Pipeline Services are having degraded performance

Incident Report for Harness

Postmortem

Summary

After the Redis isolation Maintenance on Prod1, internal monitoring tools showed the pipelines were running slower.

What was the issue?

Harness platform uses a set of services including producers and consumers for the redis streams. The order in which these services were brought up caused some of the streams to not be consumed.

Timeline

Time	Event
9:55AM PT	Noticed intermittent slowness in Pipelines
10:00AM PT	Core services were rolled out again
10:10AM PT	Pipeline performance improved and services were running well

Resolution

Restarting the services in the correct order made the redis producers/consumers available. The pipeline performance also improved and returned to normal latency.
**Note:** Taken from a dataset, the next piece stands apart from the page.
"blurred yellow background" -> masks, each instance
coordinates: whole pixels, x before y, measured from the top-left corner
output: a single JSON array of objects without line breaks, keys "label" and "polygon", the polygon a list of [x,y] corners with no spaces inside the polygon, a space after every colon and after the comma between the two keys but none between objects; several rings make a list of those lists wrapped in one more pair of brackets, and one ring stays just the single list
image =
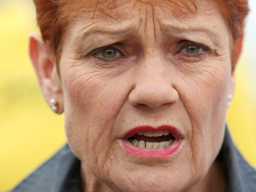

Posted Sep 04, 2024 - 16:13 PDT

Resolved

We can confirm normal operation. Get Ship Done!
We will continue to monitor and ensure stability.

Posted Jul 20, 2024 - 11:43 PDT

Monitoring

Harness service issues have been addressed and normal operations have been resumed. We are monitoring the service to ensure normal performance continues.

Posted Jul 20, 2024 - 10:10 PDT

Identified

We have identified a potential cause of the service issues and are working hard to address it. Please continue to monitor this page for updates.

Posted Jul 20, 2024 - 09:40 PDT

This incident affected: Prod 1 (Continuous Delivery - Next Generation (CDNG), Security Testing Orchestration (STO)).